Les actuelles primaires américaines pour les élections de novembre 2010 entrent dans une phase très active. Elles connaissent surtout le retour des campagnes négatives violentes.
En Novembre 2008, la crise financière avait écarté de telles méthodes. Leur retour en force est manifeste.
Pendant longtemps, le parti républicain passait pour un spécialiste de telles campagnes et tout particulièrement Karl Rove, Conseiller de GW Bush.
Karl Rove fut le conseiller le plus proche de GW Bush. Toutes ses actions ont été entourées d’une réputation sulfureuse car il s’était spécialisé dans les « coups tordus » ou les méthodes de manipulation.

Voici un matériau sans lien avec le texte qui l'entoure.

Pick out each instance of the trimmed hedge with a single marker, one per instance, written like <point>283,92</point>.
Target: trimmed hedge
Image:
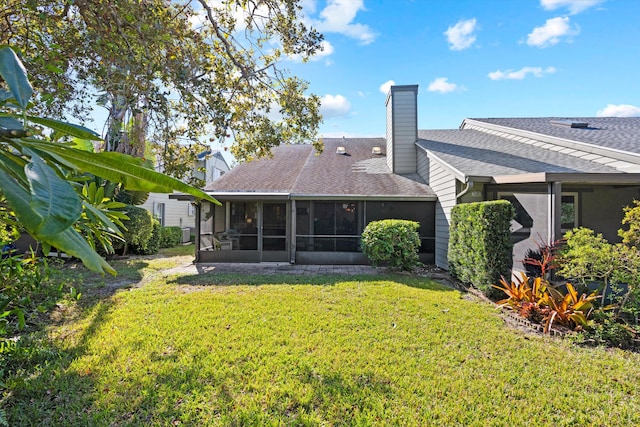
<point>153,244</point>
<point>392,241</point>
<point>138,232</point>
<point>170,237</point>
<point>480,247</point>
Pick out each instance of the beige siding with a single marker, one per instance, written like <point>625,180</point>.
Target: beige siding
<point>444,185</point>
<point>404,131</point>
<point>390,133</point>
<point>176,212</point>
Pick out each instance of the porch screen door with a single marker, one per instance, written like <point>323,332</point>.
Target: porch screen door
<point>274,227</point>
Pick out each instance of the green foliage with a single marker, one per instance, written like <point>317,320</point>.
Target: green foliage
<point>606,330</point>
<point>392,241</point>
<point>20,285</point>
<point>631,236</point>
<point>101,219</point>
<point>537,300</point>
<point>586,257</point>
<point>139,229</point>
<point>221,76</point>
<point>170,237</point>
<point>8,226</point>
<point>480,248</point>
<point>615,268</point>
<point>34,166</point>
<point>153,244</point>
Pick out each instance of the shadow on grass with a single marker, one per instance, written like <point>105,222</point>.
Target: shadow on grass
<point>239,279</point>
<point>40,389</point>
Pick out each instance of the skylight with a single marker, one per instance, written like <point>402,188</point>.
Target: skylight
<point>570,123</point>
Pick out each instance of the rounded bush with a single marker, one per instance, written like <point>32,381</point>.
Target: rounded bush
<point>394,242</point>
<point>170,237</point>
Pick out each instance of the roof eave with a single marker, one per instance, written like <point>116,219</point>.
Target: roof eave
<point>568,143</point>
<point>570,178</point>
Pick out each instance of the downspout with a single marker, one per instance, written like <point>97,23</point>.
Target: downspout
<point>468,188</point>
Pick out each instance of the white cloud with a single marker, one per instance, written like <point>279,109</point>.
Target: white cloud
<point>338,16</point>
<point>620,110</point>
<point>332,106</point>
<point>551,32</point>
<point>327,50</point>
<point>442,85</point>
<point>574,6</point>
<point>521,73</point>
<point>461,36</point>
<point>386,86</point>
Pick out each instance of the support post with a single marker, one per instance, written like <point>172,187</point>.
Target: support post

Il a créé lui-même sa légende en se vantant de son premier « coup » dès l’âge de 20 ans. Dans l’Illinois, il arrive à se faire accepter comme un supporter par un candidat démocrate. Une fois admis dans le premier cercle, il dérobe du papier à en-tête. Il publie alors un tract sur ce papier à en-tête qui annonce des réunions publiques avec « filles et bière gratuite ». Il distribue ces invitations dans les quartiers les plus délicats. Les marginaux et clochards abondent. Le candidat démocrate ne peut plus tenir une réunion publique …
Plus tard, il va inventer la technique du push polling. Il s’agit de poser des questions biaisées lors d’un sondage pour faire passer des messages par la question et non pas par les enseignements de la réponse.
En 1994, il commande un sondage qui, parmi les questions, comporte la question suivante : « voteriez-vous toujours pour Ann Richards pour le poste de Gouverneur du texas en sachant que son équipe est entièrement composée de lesbiennes ? ».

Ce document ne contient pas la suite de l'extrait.